Par rapport au test de provocation, le BAT est moins cher et, outre une prise de sang, il n’y a pas d’autres inconvénients pour le patient. Plusieurs médicaments peuvent être testés simultanément dans une MTD, ce qui permet de tester également d’éventuelles alternatives et d’analyser les réactivités croisées in vitro.
Messages Take-Home
- Les allergies de type immédiat aux médicaments peuvent déclencher des réactions graves pouvant aller jusqu’à l’anaphylaxie.
- Le diagnostic repose sur l’anamnèse, les tests cutanés et les dosages d’IgE spécifiques s’ils sont disponibles.
- Le test de provocation reste le “gold standard”, mais il comporte des risques.
- le risque d’une nouvelle réaction allergique.
- Le test d’activation des basophiles (TAB) peut être utile dans ce cas en tant que test de laboratoire complémentaire et peut constituer une alternative au test de provocation.
Littérature :
- Knol EF, et al. : Monitoring Human Basophil Activation via CD63 Monoclonal Antibody 435. The Journal of Allergy and Clinical Immunology 1991 ; 88 : 328-38.
- Aranda A, et al. : Evaluation in vitro des réactions d’hypersensibilité aux quinolones médiées par les IgE. Allergy 2011 ; 66(2) : 247-254.
- Ben Said B, et al. : Utilité des tests d’activation des basophiles pour le diagnostic des allergies aux quinolones à médiation IgE. Allergy 2010 ; 65(4) : 535-536.
- De Weck AL, et al : Syndrome d’hypersensibilité aux médicaments anti-inflammatoires non stéroïdiens. Une étude multicentrique. I. Résultats cliniques et diagnostic in vitro. Journal of investigational Allergology and Clinical Immunology 2009 ; 19(5) : 355-369.
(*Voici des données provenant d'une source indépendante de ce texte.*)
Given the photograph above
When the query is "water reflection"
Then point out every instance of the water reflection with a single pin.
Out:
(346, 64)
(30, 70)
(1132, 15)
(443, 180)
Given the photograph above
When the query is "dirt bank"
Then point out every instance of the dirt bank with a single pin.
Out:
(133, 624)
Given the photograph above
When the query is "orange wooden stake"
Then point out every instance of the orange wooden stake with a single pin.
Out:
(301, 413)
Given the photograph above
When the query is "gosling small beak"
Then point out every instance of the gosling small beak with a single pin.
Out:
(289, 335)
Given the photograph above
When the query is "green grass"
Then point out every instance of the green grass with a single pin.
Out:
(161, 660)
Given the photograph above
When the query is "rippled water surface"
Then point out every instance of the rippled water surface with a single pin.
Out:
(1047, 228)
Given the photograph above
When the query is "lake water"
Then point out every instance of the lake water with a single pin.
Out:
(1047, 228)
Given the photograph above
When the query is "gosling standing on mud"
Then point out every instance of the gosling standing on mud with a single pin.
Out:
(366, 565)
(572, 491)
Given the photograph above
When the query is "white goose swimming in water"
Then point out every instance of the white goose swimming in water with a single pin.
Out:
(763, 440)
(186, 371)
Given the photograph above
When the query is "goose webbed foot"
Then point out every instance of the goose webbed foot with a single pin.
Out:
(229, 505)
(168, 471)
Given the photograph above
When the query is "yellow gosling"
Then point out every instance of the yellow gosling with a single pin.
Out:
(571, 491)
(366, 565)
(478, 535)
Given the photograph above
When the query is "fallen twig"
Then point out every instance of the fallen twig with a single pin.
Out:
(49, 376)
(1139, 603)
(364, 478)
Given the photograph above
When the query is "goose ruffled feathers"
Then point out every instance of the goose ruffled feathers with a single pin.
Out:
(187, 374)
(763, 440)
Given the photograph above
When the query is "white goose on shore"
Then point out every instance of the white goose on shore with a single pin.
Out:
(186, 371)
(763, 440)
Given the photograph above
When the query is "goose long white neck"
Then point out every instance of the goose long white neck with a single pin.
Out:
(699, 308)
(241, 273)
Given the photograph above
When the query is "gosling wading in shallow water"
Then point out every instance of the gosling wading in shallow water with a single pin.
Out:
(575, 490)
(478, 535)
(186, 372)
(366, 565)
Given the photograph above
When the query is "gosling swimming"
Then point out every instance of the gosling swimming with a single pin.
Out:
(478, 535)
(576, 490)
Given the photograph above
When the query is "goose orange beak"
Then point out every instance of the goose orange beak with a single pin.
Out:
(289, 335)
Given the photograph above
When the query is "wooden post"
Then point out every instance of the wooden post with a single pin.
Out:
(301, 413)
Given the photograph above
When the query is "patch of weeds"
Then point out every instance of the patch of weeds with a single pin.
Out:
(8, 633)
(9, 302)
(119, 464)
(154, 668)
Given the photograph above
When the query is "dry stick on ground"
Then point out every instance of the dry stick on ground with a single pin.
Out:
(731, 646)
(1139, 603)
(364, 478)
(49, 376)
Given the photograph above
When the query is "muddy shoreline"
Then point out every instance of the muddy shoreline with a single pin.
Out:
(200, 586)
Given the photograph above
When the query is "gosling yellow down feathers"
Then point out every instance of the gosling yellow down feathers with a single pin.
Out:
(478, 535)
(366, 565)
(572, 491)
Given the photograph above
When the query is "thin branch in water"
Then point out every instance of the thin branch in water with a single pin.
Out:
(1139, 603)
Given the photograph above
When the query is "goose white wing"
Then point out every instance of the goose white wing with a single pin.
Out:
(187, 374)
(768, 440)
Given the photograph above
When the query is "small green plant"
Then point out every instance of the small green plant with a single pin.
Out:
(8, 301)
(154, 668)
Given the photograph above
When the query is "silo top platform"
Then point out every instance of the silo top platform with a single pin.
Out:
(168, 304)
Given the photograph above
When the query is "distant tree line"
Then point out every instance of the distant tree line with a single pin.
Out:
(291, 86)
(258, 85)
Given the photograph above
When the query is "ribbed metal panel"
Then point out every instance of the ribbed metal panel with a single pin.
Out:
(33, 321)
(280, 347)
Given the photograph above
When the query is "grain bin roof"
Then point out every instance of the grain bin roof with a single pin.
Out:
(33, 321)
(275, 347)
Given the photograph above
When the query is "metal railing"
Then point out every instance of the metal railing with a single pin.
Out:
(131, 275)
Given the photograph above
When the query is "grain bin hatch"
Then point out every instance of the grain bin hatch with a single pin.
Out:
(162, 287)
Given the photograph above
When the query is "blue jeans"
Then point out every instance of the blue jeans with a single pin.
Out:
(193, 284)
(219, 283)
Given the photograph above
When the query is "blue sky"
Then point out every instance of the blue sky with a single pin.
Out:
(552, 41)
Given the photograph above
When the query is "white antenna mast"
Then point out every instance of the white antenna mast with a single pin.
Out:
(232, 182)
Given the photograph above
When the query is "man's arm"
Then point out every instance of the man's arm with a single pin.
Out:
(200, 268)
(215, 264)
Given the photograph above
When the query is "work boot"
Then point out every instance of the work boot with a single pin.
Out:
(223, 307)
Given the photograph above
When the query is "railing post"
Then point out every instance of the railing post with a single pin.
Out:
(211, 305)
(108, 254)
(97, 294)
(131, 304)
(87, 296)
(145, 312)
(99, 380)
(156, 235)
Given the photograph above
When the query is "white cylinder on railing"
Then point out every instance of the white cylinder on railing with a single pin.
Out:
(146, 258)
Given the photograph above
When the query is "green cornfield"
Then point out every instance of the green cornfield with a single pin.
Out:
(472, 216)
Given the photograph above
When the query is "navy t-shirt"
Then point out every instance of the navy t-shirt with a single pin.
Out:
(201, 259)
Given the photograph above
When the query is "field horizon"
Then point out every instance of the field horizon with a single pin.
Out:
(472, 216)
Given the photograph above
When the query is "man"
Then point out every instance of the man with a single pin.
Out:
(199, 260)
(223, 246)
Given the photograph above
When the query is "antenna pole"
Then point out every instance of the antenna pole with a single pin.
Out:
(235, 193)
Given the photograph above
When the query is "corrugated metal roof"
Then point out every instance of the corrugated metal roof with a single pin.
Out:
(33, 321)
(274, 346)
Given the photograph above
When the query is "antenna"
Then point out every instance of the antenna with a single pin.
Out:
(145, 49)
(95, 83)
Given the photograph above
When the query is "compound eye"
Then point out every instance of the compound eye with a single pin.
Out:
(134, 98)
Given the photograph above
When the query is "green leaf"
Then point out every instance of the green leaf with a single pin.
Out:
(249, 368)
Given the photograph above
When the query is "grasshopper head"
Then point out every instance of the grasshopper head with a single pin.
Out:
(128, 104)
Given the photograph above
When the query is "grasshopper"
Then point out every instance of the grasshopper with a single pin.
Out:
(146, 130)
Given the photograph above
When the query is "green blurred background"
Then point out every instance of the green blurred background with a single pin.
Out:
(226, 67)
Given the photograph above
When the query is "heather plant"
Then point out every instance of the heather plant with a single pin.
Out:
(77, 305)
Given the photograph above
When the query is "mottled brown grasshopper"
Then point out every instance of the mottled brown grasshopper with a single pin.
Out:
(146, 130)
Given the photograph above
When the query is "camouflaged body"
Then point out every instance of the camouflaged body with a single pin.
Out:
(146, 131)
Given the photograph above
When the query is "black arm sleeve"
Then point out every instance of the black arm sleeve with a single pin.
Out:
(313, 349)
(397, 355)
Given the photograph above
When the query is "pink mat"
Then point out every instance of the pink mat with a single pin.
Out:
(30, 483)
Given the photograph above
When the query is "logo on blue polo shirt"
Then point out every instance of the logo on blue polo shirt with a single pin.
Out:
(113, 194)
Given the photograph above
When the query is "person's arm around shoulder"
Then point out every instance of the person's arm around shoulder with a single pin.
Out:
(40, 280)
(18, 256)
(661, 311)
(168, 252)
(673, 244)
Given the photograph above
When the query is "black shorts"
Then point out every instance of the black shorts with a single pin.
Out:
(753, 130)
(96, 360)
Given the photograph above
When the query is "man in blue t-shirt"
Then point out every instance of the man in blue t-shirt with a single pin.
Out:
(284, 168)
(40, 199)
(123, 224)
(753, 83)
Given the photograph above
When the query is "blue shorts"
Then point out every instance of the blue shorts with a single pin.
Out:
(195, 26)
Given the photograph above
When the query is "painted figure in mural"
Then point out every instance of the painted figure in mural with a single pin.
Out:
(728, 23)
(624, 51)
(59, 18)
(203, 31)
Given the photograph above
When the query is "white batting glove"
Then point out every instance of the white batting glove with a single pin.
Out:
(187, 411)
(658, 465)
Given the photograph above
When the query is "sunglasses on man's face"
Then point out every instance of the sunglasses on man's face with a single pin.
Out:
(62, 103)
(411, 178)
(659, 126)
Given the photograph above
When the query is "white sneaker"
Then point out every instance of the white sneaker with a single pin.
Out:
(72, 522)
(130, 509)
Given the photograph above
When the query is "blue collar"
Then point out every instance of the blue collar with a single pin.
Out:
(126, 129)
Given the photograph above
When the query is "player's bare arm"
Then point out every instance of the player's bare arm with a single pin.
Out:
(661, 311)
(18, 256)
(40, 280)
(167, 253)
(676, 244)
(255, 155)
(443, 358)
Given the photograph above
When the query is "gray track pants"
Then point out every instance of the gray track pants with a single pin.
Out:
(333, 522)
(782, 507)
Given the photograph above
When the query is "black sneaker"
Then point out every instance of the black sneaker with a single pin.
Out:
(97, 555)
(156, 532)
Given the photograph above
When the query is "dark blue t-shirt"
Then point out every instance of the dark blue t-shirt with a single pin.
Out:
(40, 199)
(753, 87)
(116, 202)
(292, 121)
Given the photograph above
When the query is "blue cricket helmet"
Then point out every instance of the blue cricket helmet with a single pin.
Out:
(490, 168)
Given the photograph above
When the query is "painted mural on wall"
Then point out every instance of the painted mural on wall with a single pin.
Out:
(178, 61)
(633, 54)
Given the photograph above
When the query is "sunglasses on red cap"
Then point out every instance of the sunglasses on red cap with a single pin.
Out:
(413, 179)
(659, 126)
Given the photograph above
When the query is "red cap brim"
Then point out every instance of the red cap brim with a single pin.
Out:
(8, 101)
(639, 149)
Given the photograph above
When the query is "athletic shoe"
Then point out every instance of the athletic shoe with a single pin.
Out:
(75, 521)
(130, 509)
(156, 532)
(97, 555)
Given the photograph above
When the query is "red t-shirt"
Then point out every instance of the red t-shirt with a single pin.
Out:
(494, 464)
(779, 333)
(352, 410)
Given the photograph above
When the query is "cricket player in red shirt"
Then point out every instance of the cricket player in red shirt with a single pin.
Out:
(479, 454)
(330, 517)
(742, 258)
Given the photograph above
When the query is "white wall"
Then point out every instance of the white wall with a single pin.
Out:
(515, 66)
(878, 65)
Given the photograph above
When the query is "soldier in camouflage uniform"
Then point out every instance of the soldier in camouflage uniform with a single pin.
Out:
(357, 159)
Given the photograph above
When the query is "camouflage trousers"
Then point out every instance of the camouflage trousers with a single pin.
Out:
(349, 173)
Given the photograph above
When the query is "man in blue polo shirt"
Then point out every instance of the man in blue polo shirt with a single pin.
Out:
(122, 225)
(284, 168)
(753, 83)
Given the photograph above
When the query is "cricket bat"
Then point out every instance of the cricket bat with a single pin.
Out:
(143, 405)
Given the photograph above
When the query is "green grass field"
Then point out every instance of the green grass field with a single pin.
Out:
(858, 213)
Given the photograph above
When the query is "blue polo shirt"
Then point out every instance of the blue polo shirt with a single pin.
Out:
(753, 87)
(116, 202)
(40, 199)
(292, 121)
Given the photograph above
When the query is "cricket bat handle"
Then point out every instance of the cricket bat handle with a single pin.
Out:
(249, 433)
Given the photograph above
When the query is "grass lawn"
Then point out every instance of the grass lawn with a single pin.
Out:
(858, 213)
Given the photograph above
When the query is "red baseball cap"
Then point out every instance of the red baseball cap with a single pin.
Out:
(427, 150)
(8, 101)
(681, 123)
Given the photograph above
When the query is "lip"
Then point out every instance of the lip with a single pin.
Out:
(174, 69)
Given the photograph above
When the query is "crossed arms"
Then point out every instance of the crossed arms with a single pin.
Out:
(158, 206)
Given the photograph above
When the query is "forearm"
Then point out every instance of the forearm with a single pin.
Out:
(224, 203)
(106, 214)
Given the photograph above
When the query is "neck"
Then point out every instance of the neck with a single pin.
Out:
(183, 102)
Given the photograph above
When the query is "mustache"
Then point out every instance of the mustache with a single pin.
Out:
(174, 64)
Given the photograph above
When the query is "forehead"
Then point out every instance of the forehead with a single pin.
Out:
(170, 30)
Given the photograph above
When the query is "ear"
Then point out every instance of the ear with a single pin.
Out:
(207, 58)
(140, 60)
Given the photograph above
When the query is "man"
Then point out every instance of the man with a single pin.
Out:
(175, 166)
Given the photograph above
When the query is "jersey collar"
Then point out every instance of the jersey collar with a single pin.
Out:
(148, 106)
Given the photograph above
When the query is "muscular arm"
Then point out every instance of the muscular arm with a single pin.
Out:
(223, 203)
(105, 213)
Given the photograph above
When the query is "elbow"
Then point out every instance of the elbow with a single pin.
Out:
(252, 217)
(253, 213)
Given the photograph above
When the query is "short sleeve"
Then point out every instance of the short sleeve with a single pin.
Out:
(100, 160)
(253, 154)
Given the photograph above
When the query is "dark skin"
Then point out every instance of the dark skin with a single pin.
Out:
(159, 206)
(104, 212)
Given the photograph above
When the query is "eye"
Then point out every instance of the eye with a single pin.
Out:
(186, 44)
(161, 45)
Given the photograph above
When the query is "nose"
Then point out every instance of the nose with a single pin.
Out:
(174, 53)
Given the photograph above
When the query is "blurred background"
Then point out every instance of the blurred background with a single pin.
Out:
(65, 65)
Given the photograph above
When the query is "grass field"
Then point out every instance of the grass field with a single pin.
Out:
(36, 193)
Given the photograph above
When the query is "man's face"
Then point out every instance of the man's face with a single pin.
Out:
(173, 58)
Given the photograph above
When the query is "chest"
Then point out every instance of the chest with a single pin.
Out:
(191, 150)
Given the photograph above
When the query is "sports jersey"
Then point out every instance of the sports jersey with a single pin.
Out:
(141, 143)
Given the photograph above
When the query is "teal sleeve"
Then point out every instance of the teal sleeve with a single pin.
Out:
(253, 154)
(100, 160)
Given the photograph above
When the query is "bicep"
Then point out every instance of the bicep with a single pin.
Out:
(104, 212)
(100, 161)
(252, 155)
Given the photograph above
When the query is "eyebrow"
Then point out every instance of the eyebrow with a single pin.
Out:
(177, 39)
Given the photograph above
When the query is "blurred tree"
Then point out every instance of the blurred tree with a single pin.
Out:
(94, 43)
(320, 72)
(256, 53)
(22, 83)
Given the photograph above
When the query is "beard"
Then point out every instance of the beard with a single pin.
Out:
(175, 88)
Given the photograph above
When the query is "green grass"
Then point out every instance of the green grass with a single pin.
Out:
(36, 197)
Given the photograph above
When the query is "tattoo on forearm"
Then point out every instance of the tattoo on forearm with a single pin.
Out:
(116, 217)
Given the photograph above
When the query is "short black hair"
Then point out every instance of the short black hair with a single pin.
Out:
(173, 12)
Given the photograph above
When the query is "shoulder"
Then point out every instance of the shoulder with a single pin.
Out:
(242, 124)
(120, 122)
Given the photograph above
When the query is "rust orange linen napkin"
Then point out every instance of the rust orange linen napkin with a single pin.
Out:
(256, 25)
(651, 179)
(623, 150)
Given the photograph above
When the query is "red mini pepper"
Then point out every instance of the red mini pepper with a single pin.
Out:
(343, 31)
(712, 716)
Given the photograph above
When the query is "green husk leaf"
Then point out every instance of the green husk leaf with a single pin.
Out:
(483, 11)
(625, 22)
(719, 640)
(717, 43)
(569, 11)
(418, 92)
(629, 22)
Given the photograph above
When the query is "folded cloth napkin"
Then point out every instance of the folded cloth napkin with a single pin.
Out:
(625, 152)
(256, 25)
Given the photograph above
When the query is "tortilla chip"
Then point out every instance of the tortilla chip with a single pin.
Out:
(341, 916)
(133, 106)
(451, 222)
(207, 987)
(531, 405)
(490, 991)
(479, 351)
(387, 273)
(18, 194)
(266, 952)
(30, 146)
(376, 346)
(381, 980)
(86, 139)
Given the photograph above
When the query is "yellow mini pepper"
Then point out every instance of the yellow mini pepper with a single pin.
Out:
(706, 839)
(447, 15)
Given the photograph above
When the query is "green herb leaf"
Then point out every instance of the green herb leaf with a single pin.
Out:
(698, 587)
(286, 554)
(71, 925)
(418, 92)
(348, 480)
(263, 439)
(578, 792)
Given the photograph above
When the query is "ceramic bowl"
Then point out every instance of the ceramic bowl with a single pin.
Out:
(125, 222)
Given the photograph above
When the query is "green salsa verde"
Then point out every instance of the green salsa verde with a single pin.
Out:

- Gamboa PM, et al. : Activation des basophiles et production de sulfidoleucotriènes chez les patients présentant une allergie immédiate aux antibiotiques bêtalactames et des tests cutanés négatifs. Journal of Investigational Allergology and Clinical Immunology 2004 ; 14(4) : 278-283.
- Gamboa PM, et al. : Expression de CD63 par cytométrie de flux dans le diagnostic in vitro de l’allergie à l’oméprazole. Allergy : European Journal of Allergy and Clinical Immunology 2003 ; 58(6) : 538-539.
- Gamboa PM, et al : Utilisation de l’expression CD63 comme marqueur de l’activation des basophiles in vitro et détermination des leucotriènes chez les patients allergiques au métamizole. Allergy : European Journal of Allergy and Clinical Immunology 2003 ; 58(4) : 312-317.
- Blanca M, et al : Evolution naturelle de la sensibilité aux tests cutanés chez les patients allergiques aux antibiotiques bêta-lactamines. J Allergy Clin Immunol 1999 ; 103 : 918-924.
- Romano A, et al : Evolution naturelle de la sensibilité aux tests cutanés chez les patients atteints d’hypersensibilité aux céphalosporines médiée par les IgE. Allergy : European Journal of Allergy and Clinical Immunology 2014 ; 69(6) : 806-809.
- Fernández TD, et al. : Taux de négativation du test radioimmunologique IgE et du test d’activation des basophiles dans les réactions immédiates aux pénicillines. Allergy 2009 ; 64(2) : 242-248.